For a bearing ratio in the range between more than 5% and at most 10% has the lateral surface of the film roll 06 a hardness in the range of at least 30 HV10 to 100 HV10. This means that for the formation of the lateral surface of the film roll 06 , ie in particular for the formation of their coating 13 , z. B. plastic coatings are used. As plastics z. As a polyamide such as Rilsan or PI, ABS, CA or PVC-U suitable. In certain cases, the lateral surface of the film roll 06 even using a thermoset such. B. EP or UP trained. The lateral surface of the film roller 06 can also by an elastomer such. B. EPDM, BR, PUR or PU. Typical materials here are polyurethane or hard rubber.
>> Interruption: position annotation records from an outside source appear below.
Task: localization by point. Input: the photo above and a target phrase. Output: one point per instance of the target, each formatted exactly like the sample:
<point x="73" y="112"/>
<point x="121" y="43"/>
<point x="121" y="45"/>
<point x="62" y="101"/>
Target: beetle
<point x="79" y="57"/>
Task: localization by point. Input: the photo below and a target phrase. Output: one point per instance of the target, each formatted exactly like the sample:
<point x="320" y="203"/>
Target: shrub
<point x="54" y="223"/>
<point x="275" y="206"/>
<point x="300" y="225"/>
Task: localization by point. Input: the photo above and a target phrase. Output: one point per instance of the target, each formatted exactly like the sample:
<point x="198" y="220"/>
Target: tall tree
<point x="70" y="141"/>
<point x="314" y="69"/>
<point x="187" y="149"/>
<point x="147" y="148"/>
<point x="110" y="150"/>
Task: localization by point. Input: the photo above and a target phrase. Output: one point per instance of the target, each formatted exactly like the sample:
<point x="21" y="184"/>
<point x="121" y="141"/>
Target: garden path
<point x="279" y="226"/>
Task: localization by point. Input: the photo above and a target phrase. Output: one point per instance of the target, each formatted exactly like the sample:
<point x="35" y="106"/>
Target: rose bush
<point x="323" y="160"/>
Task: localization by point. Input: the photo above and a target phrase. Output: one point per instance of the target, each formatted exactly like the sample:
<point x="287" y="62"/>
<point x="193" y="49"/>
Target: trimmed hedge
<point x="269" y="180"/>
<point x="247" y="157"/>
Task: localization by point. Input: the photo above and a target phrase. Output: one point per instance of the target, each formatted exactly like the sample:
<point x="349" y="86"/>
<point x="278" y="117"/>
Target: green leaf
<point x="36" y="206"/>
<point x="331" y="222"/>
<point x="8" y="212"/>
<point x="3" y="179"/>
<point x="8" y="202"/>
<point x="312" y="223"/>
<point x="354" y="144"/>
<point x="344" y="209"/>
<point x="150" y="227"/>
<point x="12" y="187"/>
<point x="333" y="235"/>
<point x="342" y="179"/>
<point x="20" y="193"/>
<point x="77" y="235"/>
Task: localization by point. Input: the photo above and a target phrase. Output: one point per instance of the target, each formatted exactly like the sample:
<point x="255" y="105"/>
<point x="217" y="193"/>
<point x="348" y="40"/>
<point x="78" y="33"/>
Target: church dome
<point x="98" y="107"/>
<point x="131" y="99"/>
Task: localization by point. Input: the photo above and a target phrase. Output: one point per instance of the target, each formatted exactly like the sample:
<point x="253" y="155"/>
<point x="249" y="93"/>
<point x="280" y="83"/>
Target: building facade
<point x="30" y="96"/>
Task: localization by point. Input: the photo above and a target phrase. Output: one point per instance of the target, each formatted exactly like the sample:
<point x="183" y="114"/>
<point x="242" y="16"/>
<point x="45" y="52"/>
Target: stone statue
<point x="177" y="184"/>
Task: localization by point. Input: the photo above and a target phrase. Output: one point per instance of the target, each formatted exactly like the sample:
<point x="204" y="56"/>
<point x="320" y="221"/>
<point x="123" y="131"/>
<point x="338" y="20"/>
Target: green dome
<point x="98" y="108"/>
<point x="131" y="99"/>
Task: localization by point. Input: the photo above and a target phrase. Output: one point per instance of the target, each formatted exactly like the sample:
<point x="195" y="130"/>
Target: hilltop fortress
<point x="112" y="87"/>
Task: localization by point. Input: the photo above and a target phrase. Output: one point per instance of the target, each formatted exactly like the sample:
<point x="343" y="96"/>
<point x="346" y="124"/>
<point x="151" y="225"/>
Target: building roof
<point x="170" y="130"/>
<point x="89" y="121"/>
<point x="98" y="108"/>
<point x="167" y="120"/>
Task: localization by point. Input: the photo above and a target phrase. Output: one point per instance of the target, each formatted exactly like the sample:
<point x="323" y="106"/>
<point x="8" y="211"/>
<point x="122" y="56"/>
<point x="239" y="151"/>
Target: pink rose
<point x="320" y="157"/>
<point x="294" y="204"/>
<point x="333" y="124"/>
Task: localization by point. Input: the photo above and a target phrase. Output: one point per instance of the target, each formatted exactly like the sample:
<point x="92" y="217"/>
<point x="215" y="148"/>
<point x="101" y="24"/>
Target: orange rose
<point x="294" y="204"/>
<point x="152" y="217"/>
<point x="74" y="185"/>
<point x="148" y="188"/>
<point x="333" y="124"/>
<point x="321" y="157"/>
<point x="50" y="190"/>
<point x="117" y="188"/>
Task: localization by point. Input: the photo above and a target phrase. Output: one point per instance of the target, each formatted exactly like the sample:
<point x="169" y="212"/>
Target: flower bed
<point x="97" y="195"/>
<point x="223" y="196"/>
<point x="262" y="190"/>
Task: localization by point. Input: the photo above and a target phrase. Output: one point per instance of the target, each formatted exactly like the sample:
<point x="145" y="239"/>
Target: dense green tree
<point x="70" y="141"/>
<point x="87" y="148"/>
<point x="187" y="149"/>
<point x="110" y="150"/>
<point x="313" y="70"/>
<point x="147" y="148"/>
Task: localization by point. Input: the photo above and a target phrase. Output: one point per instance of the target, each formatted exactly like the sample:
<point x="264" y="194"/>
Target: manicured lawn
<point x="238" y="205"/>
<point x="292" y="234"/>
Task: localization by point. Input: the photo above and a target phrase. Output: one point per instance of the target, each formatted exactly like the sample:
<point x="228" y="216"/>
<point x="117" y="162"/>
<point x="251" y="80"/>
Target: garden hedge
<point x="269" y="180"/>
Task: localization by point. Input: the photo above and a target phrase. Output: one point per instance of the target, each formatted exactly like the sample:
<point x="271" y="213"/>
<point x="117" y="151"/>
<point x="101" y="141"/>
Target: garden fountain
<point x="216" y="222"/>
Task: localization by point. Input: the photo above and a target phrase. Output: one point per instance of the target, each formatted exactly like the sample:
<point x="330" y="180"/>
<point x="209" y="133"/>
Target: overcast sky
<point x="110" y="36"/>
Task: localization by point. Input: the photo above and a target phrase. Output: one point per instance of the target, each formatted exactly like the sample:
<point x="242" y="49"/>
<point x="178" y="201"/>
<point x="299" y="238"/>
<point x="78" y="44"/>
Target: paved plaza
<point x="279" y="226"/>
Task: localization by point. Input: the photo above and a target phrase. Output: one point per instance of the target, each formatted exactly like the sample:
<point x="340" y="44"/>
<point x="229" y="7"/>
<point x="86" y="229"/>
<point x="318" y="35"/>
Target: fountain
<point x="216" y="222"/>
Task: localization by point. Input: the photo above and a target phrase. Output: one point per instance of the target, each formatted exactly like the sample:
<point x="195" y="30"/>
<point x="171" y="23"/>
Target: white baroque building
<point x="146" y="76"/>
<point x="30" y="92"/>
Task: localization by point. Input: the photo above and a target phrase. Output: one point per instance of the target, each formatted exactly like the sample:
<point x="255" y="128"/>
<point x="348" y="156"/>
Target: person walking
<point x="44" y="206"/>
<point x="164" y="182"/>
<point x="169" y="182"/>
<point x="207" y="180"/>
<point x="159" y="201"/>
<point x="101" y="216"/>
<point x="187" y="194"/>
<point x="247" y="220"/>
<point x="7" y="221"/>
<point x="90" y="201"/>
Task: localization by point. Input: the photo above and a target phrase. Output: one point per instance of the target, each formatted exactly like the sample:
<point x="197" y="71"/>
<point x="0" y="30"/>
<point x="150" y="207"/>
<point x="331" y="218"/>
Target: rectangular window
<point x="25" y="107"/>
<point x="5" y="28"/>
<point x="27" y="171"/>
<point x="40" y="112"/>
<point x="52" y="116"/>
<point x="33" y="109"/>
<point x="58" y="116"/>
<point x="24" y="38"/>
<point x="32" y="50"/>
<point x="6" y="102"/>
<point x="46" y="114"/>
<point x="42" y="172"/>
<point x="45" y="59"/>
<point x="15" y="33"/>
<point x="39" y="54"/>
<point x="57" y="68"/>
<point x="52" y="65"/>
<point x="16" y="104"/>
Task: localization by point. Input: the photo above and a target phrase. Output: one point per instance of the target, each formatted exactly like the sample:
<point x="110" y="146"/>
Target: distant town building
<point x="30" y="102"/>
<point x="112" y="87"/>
Furthermore, in addition to the dependent of the supporting component material choice for the lateral surface of the film roll 06 provided, the lateral surface of the film roll 06 depending on its supporting portion and in the axial direction of this film roll 06 extending pitch a18 and a19 with respect to the geometric data of the grooves 18 ; 19 to train differently.
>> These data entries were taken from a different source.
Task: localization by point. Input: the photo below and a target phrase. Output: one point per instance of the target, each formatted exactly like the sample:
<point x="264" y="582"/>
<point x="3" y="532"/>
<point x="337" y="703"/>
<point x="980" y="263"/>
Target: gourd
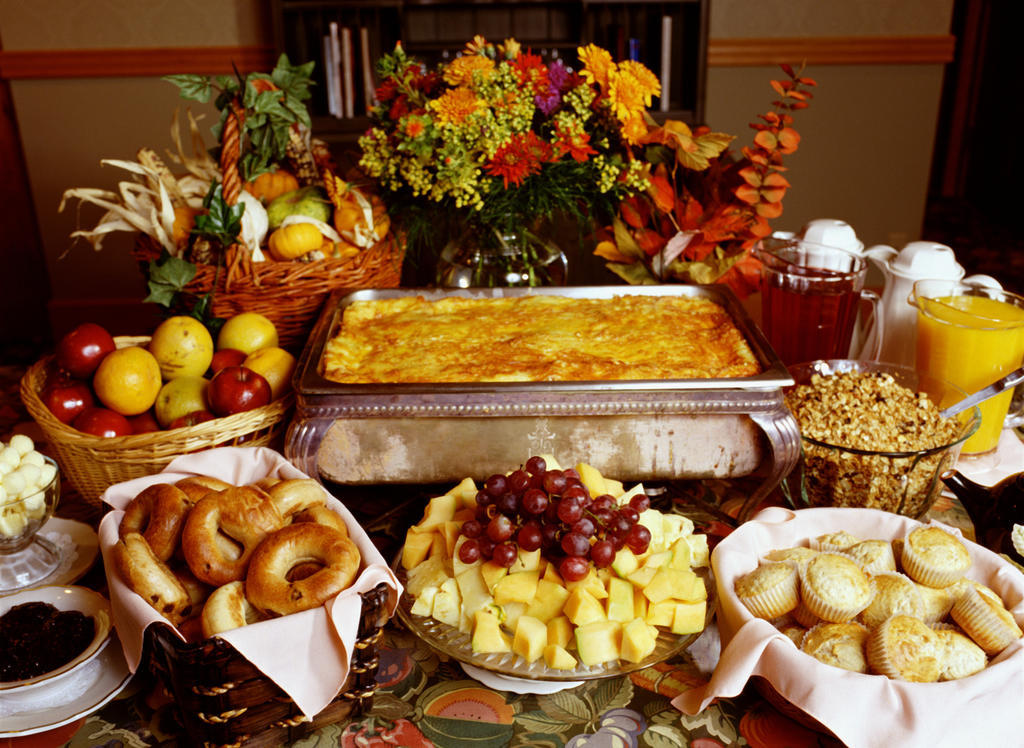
<point x="269" y="184"/>
<point x="294" y="240"/>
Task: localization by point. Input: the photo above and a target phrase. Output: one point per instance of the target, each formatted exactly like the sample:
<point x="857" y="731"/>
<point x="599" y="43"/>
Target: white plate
<point x="30" y="718"/>
<point x="517" y="686"/>
<point x="77" y="557"/>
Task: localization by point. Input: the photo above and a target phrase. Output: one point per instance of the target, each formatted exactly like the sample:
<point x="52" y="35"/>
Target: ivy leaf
<point x="194" y="87"/>
<point x="167" y="277"/>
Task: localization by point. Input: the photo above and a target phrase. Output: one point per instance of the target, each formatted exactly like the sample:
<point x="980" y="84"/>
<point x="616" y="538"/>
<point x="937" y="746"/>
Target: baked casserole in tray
<point x="645" y="381"/>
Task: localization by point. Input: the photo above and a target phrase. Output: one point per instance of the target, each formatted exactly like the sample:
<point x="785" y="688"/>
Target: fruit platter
<point x="553" y="574"/>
With a bearing ratio between greater than 0% and up to 1% and a pitch a18 for the right-rising grooves 18 from Z. B. 1 mm and at a graduation a19 for the left-rising grooves 19 from Z. B. 1.25 mm is the radius R18 for the right-rising grooves 18 z. B. 0.6 mm at a groove depth t18 of 0.20 mm, wherein the left-rising grooves 19 a radius R19 of z. B. 0.8 mm with a groove depth t19 of 0.15 mm. Likewise, for the same fraction and divisions a18; a19 the radius R18 for the right-rising grooves 18 also z. B. 0.45 mm at a groove depth t18 of 0.30 mm, wherein the left-rising grooves 19 a radius R19 of z. B. 0.6 mm with a groove depth t19 of 0.22 mm.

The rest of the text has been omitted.